In an opening photograph, a sky and seascape overlooking the East End village of Inishbofin evokes the memory of recent storms as ominous, dark clouds fill the sky and overshadow the panoramic vista. The portraiture of young and old islanders from the 1960s right up to the present day chronicles a voyage into contemporary island life where the deep fissures of ocean-burnt faces have faded but the long legacy of separateness, cultural distinctiveness continues.
AMONG the many colourful characters portrayed is the late Bridget Dirrane, who died, aged 109, in 2003. A member of Cumann na mBan, she went on hunger strike while in Mountjoy Jail after her arrest in the Dublin home of a nationalist sympathiser.

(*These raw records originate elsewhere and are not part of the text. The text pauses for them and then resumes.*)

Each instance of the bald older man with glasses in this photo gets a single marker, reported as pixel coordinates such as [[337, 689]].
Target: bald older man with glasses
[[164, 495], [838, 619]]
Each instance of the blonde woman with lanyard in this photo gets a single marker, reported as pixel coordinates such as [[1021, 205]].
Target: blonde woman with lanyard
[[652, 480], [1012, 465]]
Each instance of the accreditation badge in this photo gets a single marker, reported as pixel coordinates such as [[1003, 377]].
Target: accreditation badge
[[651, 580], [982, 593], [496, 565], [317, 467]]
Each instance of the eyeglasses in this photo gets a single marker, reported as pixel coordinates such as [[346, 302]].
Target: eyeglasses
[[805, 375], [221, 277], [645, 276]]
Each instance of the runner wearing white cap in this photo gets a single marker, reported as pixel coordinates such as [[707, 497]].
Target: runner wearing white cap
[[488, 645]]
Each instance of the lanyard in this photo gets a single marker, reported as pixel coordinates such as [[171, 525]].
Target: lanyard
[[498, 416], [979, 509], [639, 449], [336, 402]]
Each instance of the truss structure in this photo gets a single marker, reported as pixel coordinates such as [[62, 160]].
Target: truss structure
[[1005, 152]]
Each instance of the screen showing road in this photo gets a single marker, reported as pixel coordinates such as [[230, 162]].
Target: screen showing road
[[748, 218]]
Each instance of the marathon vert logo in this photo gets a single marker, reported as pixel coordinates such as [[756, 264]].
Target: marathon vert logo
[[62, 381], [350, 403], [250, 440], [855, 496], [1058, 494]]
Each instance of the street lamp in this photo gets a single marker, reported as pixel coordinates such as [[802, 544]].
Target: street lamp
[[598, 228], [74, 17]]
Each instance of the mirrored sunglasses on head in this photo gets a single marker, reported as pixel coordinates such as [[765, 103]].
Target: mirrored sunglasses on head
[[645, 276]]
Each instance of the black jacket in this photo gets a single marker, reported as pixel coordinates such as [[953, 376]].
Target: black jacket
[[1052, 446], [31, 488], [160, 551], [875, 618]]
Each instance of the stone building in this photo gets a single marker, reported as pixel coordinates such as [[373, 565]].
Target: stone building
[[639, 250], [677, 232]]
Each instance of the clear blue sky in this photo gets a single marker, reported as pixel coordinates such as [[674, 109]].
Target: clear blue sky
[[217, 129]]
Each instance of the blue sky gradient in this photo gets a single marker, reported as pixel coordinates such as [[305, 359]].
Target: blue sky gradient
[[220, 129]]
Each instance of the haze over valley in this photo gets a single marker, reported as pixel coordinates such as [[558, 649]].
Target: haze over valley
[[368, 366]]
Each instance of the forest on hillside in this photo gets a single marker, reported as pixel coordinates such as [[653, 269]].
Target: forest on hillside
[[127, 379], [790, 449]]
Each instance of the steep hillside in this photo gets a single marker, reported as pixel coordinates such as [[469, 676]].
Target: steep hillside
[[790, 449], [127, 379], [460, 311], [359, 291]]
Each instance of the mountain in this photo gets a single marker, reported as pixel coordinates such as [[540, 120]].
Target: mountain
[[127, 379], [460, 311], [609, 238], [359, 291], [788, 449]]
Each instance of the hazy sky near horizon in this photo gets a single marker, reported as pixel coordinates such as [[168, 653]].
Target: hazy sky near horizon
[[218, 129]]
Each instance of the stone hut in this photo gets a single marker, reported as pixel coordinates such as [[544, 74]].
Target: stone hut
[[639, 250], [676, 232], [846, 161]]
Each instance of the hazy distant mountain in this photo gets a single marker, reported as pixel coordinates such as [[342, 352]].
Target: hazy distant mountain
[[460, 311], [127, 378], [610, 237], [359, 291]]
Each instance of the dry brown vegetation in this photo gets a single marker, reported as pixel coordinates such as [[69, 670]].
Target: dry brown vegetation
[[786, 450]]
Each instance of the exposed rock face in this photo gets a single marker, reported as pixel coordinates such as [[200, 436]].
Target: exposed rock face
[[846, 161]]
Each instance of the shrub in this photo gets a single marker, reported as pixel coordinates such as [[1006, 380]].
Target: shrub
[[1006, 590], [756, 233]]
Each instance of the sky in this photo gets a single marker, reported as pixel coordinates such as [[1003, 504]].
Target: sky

During her imprisonment, she managed to infuriate the police at the Bridewell station by dancing and singing in Irish for her fellow inmates. Bridget qualified as a nurse in the early 1900s and married Aran Islander, Ned Dirrane, in Boston, where she joined the Democratic Party and campaigned for John F Kennedy in the early 1960s.
After Ned died, she returned to Inis Mór where she ultimately married his brother, Patrick. When he, in turn, died, she had her two wedding rings bonded together.
PHOTOGRAPHER John Carlos’s empathy and unique artistry fills every perfectly framed picture in his newly published book, ‘Ireland’s Western Islands: Inishbofin, The Aran Islands, Inishturk, Inishshark, Clare & Turbot Islands’.
His long association with the western islands started as a teenager when, in the 1960s, he spent all his summer holidays with his mother and sisters in Kilmurvey on the Aran island of Inis Mór. It was then that he was infused with a passion for photography that would lead to an award-winning professional career which included positions at The Connacht Tribune, The Sunday Tribune and The Sunday Times, before returning to live on the western seaboard.
Carlos explains that this collection is a celebration of islanders; not an attempt to define the islands but rather to preserve a memory of the islanders and their home places.
He observes in the book’s introduction that this work is a reflection on a disappearing traditional way of life and culture in a society ‘increasingly consumed by materialism, information and celebrity culture’.
“The sequences, which suggest a form of narration, draw on many elements to create a unity of opposite: people, wild flowers, youth, landscapes, home, religious icons, work, seascapes, animals, fish, rocks, love and loss. People and nature are intricately woven to portray their relationship with the islands and the complexity of their lives therin,” he explains.
“What I wanted to do with these photographs is to celebrate the islanders in their environment, while reflecting on disappearing traditions and values in the face of materialism and pop culture. Some photographs document the end of an era, like the Naomh Éanna boat, while others took 20 years of waiting for perfect conditions such as the signal light tower at the mouth of Inishbofin harbour.”
In chronicling the customs and practices of these communities from Inis Meáin to Inishturk, Clare to Inis Oírr, as well as the now depopulated Turbot and Inishark, his keenly observed portraiture – even when the ocean is not part of the backdrop – always encapsulates a pulsing sense of place: Pristine places where the squawk of a guillemot or a gull, the bleating of a lamb, the roaring of the ocean and the silent suspension of a red dawn are ever-present.
‘Ireland’s Western Islands: Inishbofin, The Aran Islands, Inishturk, Inishark, Clare & Turbot Islands’, by John Carlos, Collins Press, €19.99.